第四章 十一 『迷子』
十一
ベンチに座って馬車を待っていた沢崎直だったが、近くを走っていた子供が転んで泣き出してしまったため、慌てて立ち上がった。
「だ、大丈夫?」
「えーん、うえーん。」
転んだ際に怪我でもしたのだろうか、子供は激しく泣いており泣き止む気配もない。
「どこか痛い?」
わたわたとしながら沢崎直が質問するが、子供は一向に泣きやまない。
きょろきょろと周りを見渡してみても、駆け寄ってくる保護者の姿は見当たらない。
(どうしよう……、迷子かな?異世界って、迷子センターとかないよね?)
近くにサービスカウンターも警備員も見当たらない異世界で、こういう場合の対処の仕方が沢崎直には見当もつかない。
まず泣き止んでもらいたいが、火がついたように泣きじゃくる子供をあやすようなスキルは残念ながら持っていない。
「泣かないで。」
「えーん。うえーん。」
見たところ幼児くらいのサイズの男の子のようだが、どうしたら泣き止んでくれるのか?まず、泣き止んでもらわないと質問しようにも会話にならない。
(……何か、なかったっけ?)
自分の持ち物を探り、何か有用なものを見つけ出そうとする沢崎直。
そんな沢崎直の右手が、先程市場で店主に貰ったものに触れた。
(これだ!)
それは、小さな飴だった。包み紙に包まれているため、ポケットに収納していたのだ。
「これ食べて、元気出して。」
子供の目線に合わせてしゃがみながら、手のひらに飴を乗せて差し出してみる。
子供は泣きながらも、沢崎直の手のひらに視線を向けた。
「甘くておいしいよ。」
(食べたことない飴だけど……。)
笑顔で差し出していると、泣いていた勢いが弱まりしゃくりあげ始めた子供が飴と沢崎直の顔を交互に見た。

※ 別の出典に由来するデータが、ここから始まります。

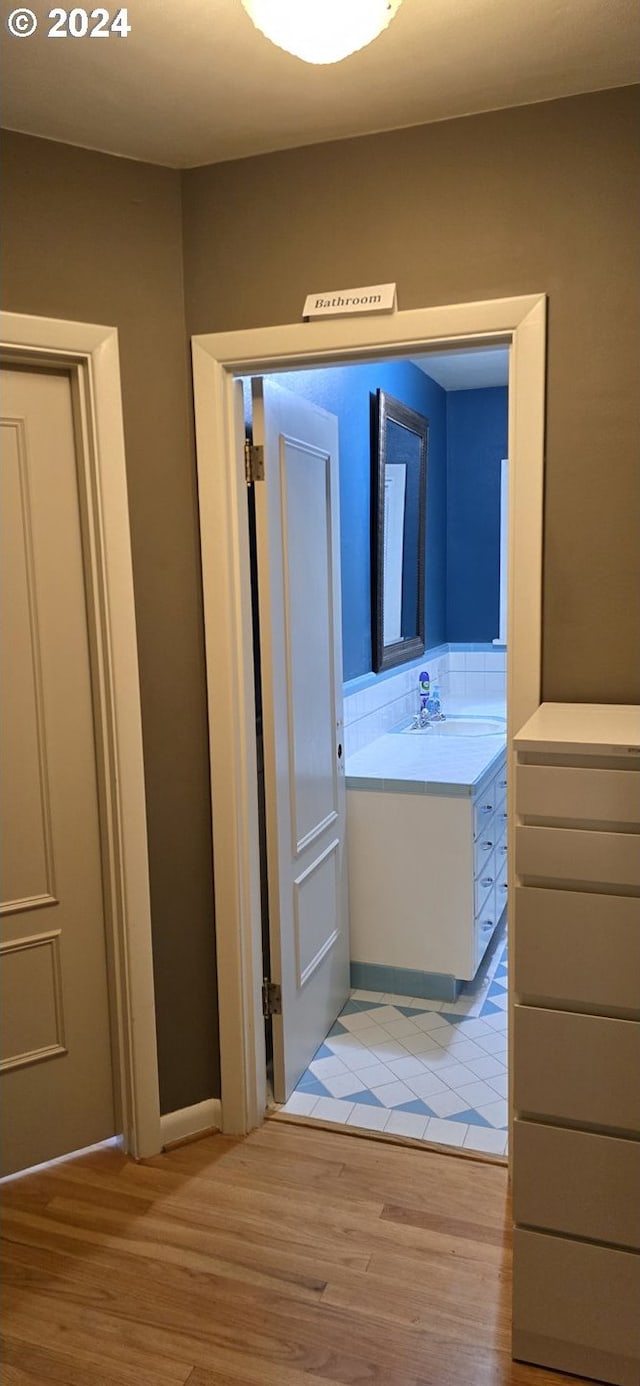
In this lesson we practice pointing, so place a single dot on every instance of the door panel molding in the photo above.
(219, 359)
(33, 817)
(38, 1013)
(89, 354)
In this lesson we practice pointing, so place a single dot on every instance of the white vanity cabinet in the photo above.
(427, 880)
(576, 1042)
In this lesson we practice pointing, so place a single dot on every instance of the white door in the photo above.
(56, 1066)
(301, 642)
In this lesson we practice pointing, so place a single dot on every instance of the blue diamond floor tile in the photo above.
(337, 1030)
(471, 1116)
(423, 1110)
(366, 1097)
(310, 1084)
(489, 1009)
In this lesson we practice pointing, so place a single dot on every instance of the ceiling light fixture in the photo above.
(322, 31)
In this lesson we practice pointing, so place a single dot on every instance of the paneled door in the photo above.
(301, 656)
(56, 1063)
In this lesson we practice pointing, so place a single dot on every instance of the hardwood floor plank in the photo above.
(292, 1256)
(28, 1365)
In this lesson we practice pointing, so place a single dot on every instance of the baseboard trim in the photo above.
(190, 1121)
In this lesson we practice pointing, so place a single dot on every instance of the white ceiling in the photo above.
(467, 369)
(196, 83)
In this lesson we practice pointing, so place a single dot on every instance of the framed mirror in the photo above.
(399, 445)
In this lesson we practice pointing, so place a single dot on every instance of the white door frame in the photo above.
(219, 358)
(89, 354)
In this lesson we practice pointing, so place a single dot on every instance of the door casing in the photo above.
(89, 355)
(219, 358)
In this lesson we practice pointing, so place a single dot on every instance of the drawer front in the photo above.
(576, 948)
(484, 884)
(485, 925)
(572, 1067)
(484, 847)
(563, 792)
(576, 1182)
(575, 1307)
(578, 855)
(484, 811)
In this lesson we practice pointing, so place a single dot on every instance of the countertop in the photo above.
(424, 764)
(582, 728)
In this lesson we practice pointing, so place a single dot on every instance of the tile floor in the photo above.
(431, 1070)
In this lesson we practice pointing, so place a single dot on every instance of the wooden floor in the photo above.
(294, 1257)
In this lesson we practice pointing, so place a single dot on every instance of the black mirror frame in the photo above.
(385, 408)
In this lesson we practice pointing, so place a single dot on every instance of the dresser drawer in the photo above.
(578, 855)
(576, 1307)
(571, 1067)
(576, 948)
(578, 793)
(576, 1182)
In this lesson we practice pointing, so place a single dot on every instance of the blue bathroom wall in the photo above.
(345, 391)
(477, 434)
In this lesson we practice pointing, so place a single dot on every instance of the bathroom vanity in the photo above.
(427, 829)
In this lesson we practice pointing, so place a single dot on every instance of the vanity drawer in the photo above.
(576, 1182)
(576, 948)
(485, 883)
(578, 855)
(575, 1307)
(572, 1067)
(578, 793)
(485, 925)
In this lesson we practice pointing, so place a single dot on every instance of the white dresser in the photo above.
(576, 1041)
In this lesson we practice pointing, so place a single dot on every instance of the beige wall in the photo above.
(99, 239)
(538, 198)
(535, 198)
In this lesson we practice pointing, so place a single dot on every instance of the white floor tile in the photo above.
(406, 1067)
(493, 1042)
(474, 1092)
(486, 1141)
(330, 1109)
(495, 1112)
(424, 1084)
(374, 1076)
(428, 1020)
(353, 1056)
(456, 1074)
(327, 1067)
(446, 1103)
(392, 1094)
(420, 1042)
(358, 1020)
(396, 1029)
(380, 1044)
(301, 1103)
(486, 1067)
(406, 1123)
(341, 1084)
(445, 1133)
(370, 1119)
(463, 1049)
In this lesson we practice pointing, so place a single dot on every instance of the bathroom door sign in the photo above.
(342, 302)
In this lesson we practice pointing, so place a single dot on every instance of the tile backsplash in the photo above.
(371, 710)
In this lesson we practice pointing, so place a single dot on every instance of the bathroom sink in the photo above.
(460, 726)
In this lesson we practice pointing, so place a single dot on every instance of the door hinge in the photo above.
(254, 462)
(272, 999)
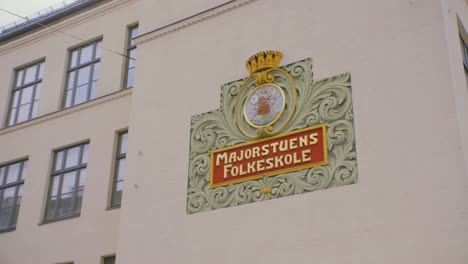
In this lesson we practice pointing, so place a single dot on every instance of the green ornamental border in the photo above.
(326, 101)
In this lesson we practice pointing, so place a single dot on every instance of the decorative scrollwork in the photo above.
(326, 101)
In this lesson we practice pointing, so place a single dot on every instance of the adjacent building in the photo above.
(96, 98)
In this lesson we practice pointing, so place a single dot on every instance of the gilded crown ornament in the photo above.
(264, 60)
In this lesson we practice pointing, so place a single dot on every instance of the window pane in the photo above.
(134, 32)
(71, 79)
(82, 179)
(81, 95)
(35, 109)
(83, 75)
(85, 154)
(79, 195)
(86, 54)
(26, 95)
(73, 155)
(130, 76)
(120, 169)
(23, 113)
(96, 71)
(59, 160)
(41, 70)
(30, 74)
(38, 91)
(55, 184)
(66, 198)
(8, 197)
(15, 98)
(6, 207)
(11, 118)
(74, 60)
(123, 143)
(52, 202)
(17, 205)
(25, 168)
(68, 101)
(132, 55)
(19, 78)
(13, 172)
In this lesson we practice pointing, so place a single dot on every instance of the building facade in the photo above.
(96, 109)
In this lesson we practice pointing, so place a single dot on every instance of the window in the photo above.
(83, 74)
(465, 54)
(119, 170)
(131, 56)
(25, 95)
(67, 182)
(109, 260)
(11, 190)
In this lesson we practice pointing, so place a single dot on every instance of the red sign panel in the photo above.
(271, 156)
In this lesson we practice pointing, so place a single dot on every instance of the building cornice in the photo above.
(64, 25)
(67, 111)
(191, 20)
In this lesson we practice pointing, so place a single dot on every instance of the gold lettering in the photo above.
(242, 171)
(283, 145)
(274, 145)
(248, 153)
(265, 150)
(293, 143)
(296, 160)
(303, 142)
(221, 157)
(226, 170)
(270, 163)
(288, 159)
(255, 152)
(232, 157)
(240, 157)
(260, 166)
(251, 167)
(279, 161)
(235, 171)
(305, 155)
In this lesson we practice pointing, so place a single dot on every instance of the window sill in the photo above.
(6, 230)
(48, 221)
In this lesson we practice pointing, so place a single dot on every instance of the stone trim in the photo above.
(191, 20)
(67, 111)
(67, 23)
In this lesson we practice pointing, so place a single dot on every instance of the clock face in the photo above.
(264, 105)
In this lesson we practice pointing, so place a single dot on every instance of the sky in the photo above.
(23, 8)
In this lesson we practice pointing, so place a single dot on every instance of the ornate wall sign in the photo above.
(277, 133)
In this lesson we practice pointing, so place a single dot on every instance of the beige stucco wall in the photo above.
(93, 234)
(409, 205)
(455, 15)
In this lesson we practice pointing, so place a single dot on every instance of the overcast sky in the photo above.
(22, 8)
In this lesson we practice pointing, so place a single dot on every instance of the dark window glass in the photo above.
(24, 100)
(121, 154)
(465, 54)
(131, 57)
(11, 190)
(67, 182)
(83, 74)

頷くと、子供は恐る恐るといった様子で沢崎直の手から飴の包みを受け取った。
沢崎直の顔を見ながら、不器用な様子で包みを開け始める。
少し時間がかかったが、中から飴を取り出すとぱくっと口の中に放り込んだ。
すると、泣いていたことも忘れて、すぐに笑顔を浮かべる。
「おいしい?」
「うん!」
どうやら飴の味はお気に召したらしい。
ようやく泣き止んでくれた子供に安堵して、質問を始める沢崎直。
「お父さんかお母さんは?」
「……あっち!」
子供は元気よく道の向こう側を指さした。
子供が指さした方角に視線を向けると、タイミングよくこちらに向かって近づいてくる男性が見えた。
(迷子センターを探さなくても大丈夫そう……。)
ほっとして、その男性が近づいてくるのを待つ。
子供を心配しているようで、一目散にこちらに向かってくる男性は必死の形相をしていた。

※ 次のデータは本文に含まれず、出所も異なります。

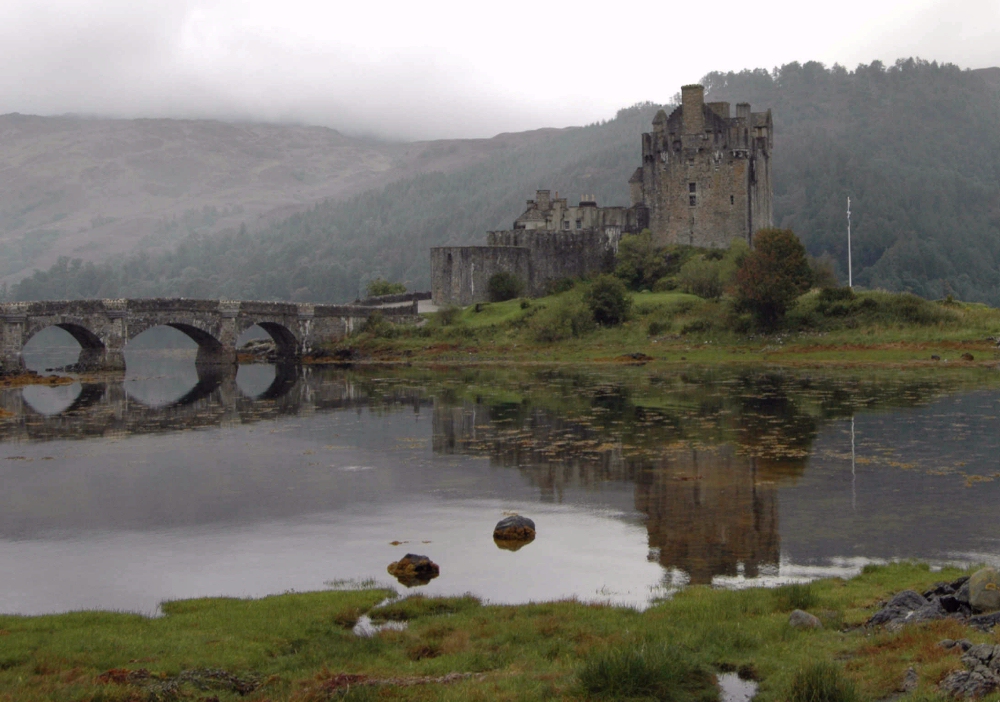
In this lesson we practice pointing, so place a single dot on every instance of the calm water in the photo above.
(170, 484)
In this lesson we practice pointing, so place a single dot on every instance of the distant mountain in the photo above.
(93, 188)
(915, 145)
(328, 252)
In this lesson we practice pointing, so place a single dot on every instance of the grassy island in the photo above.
(300, 646)
(826, 327)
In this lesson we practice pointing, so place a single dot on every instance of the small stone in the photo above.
(908, 599)
(803, 620)
(984, 590)
(412, 570)
(950, 604)
(516, 529)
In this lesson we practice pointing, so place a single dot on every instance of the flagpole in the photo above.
(850, 274)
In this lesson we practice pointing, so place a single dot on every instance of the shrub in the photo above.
(640, 263)
(564, 320)
(656, 327)
(824, 271)
(562, 285)
(821, 682)
(447, 316)
(503, 286)
(772, 275)
(652, 671)
(665, 284)
(608, 300)
(378, 326)
(381, 286)
(794, 596)
(830, 295)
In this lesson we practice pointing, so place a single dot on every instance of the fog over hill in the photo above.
(94, 188)
(916, 145)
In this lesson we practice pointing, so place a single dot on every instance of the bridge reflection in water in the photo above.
(216, 397)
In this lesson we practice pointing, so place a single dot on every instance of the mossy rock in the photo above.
(984, 590)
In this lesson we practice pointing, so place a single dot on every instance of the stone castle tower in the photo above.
(705, 177)
(705, 180)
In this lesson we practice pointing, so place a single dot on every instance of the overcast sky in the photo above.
(440, 68)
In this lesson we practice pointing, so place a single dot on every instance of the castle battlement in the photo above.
(705, 180)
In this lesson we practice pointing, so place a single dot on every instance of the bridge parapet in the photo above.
(104, 327)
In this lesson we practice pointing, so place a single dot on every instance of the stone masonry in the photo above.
(705, 177)
(705, 180)
(103, 327)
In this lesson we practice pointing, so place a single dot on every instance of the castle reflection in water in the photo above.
(705, 462)
(709, 510)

(やっぱり、子供のことになるとお父さんは心配だよね……。)
美しき親子愛に思いを馳せる沢崎直。
その男性がこちらに到着する寸前、子供も走り出す。
(よかった、よかった。これで一件落着。)
父と子の感動的なご対面を期待して、沢崎直が笑みを深くする。
だが、二人は再会せずにすれ違った。
「えっ?」
思ってもいない事態に驚く沢崎直。
子供は速度を上げて走っていき、道の更に奥にいる二人連れの男女の元へ向かっていた。
驚いて固まっている沢崎直の元に必死の形相の男性が到着する。
男性は遠くで見ていたより長身でたくましく筋骨隆々としていた。
それからは、沢崎直にはスローモーションのように全てが見えていた。
沢崎直の目の前に来ても速度を緩めずに突進してくる男性。
(……えっ?誰?)
心の中で何かに尋ねてみるが、もちろん答えは返らない。
驚いたままの沢崎直に男性が一足飛びに飛びかかるようにして接近してくる。
逃げる間もなく、拘束されるように抑え込まれる沢崎直。
それは、抱擁とも捕獲とも呼べる行動であった。
そのまま絞め落とすかのごとく強い力で抱え込まれる沢崎直。
強すぎる力は呼吸を奪い、意識すら奪われていくようだった。
少しずつ視界が狭まり、意識は霞んでいく。
抵抗も出来ずにいる沢崎直は悲鳴を上げることすら出来なさそうだった。
ただ、心の中で縋るように、一人の名を呼び続けていた。